I am looking for a nice way to render mesh objects with different vertex layouts wihtout large effort (e.g. defining a renderer class for each vertex layout). You can see some examples of different vertex formats below.
enum EVertexFormat
{
VERTEX_FORMAT_UNDEFINED = -1,
VERTEX_FORMAT_P1 = 0,
VERTEX_FORMAT_P1N1,
VERTEX_FORMAT_P1N1UV,
VERTEX_FORMAT_P1N1C1,
VERTEX_FORMAT_P1N1UVC1,
};
// the simplest possible vertex -- position only
struct SVertexP1
{
math::Vector3D m_position; // position of the vertex
};
struct SVertexP1N1
{
math::Vector3D m_position; // position of the vertex
math::Vector3D m_normal; // normal of the vertex
};
// a typical vertex format with position, vertex normal
// and one set of texture coordinates
struct SVertexP1N1UV
{
math::Vector3D m_position; // position of the vertex
math::Vector3D m_normal; // normal of the vertex
math::Vector2D m_uv; // (u,v) texture coordinate
};
struct SVertexP1N1C1
{
math::Vector3D m_position; // position of the vertex
math::Vector3D m_normal; // normal of the vertex
uint32_t m_color_u32; // color of the vertex
};
struct SVertexP1N1UVC1
{
math::Vector3D m_position; // position of the vertex
math::Vector3D m_normal; // normal of the vertex
math::Vector2D m_uv; // (u,v) texture coordinate
uint32_t m_color_u32; // color of the vertex
};
The background is, that I want to render different objects.

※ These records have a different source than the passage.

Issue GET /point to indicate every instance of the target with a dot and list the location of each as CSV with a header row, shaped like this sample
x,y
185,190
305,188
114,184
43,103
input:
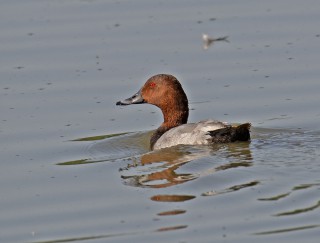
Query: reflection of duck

Some of them are primitives (e.g. planes, spheres) which do not own texture coordinates or normals. On the other hand I want to render more complex objects which have normals, texture coordinates etc. Is there a smart way or design to avoid programming multiple renderer classes and instead using a single renderer class? I am aware, that this will also affect shaders.